A 3D plot of a two-dimensional sinc function of radius (sombrero).


Developer: John W. Eaton
License: GNU GPLv2
Web: http://www.octave.org/

GNU Octave is a high-level language, primarily intended for numerical computations. It provides a convenient command line interface for solving linear and nonlinear problems numerically, and for performing other numerical experiments using a language that is mostly compatible with Matlab. It may also be used as a batch-oriented language.

Features

Octave has extensive tools for solving common numerical linear algebra problems, finding the roots of nonlinear equations, integrating ordinary functions, manipulating polynomials, and integrating ordinary differential and differential-algebraic equations. It is easily extensible and customizable via user-defined functions written in Octave's own language, or using dynamically loaded modules written in C++, C, Fortran, or other languages.

Octave packages

Octave binary packages are provided from OSS repository of all actual openSUSE versions. Octave can be installed with the help of YaST or zypper command

zypper install octave

If you want to use latest stable version of Octave, you can use science repository.

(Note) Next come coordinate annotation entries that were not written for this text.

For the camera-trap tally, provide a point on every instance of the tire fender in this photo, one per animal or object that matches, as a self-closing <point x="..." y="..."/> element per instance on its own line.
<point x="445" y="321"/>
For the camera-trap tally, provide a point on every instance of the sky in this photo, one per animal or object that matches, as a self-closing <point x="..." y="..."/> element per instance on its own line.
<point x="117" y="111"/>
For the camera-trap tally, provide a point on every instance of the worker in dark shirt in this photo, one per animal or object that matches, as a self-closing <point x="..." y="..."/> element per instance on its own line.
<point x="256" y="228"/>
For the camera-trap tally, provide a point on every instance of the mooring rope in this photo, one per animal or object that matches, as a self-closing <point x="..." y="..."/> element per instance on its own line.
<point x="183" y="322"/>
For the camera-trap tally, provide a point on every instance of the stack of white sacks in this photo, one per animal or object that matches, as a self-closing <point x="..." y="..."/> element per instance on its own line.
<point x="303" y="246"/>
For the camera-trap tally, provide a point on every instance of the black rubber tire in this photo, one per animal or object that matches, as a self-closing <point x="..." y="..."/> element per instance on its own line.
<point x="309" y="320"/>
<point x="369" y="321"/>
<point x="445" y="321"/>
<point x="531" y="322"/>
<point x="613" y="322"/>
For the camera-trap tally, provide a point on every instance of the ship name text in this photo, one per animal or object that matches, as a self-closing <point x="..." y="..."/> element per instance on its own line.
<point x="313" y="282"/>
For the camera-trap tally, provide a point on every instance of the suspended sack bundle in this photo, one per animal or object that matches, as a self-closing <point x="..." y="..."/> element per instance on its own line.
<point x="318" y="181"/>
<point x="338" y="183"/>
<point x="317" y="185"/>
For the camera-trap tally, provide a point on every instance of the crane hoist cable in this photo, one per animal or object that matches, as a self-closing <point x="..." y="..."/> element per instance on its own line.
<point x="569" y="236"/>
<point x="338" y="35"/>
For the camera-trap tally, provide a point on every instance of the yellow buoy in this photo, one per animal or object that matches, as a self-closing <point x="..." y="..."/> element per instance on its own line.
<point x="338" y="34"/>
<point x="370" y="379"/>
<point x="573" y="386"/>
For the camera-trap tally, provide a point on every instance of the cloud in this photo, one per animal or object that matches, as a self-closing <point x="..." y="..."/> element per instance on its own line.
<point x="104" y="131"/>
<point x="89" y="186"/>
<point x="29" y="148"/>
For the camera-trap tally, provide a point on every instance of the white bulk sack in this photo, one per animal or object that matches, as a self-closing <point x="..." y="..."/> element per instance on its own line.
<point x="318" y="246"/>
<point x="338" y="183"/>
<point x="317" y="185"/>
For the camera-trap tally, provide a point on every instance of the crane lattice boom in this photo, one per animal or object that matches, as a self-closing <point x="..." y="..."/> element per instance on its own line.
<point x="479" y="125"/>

Adding science repository (<openSUSE verion> is your version of openSUSE, for example openSUSE_13.1):

zypper addrepo http://download.opensuse.org/repositories/science/<openSUSE version>/ Science
zypper refresh

Installing Octave from science repository:

zypper install --from Science octave

Octave Forge packages

Octave-Forge binary packages are provided from science repository. You can list all available packages by zypper command

zypper search octave-forge

Linear algebra libraries

openSUSE uses reference BLAS and LAPACK implementations by default, but ATLAS is usually much faster. You can switch it by update-alternatives mechanism, see more details on related page openSUSE:Science Linear algebra libraries

Image export and import

GraphicsMagick++ library from openSUSE repositories was compiled with quantum depth 16 which limits reading and writing images to 16 bit.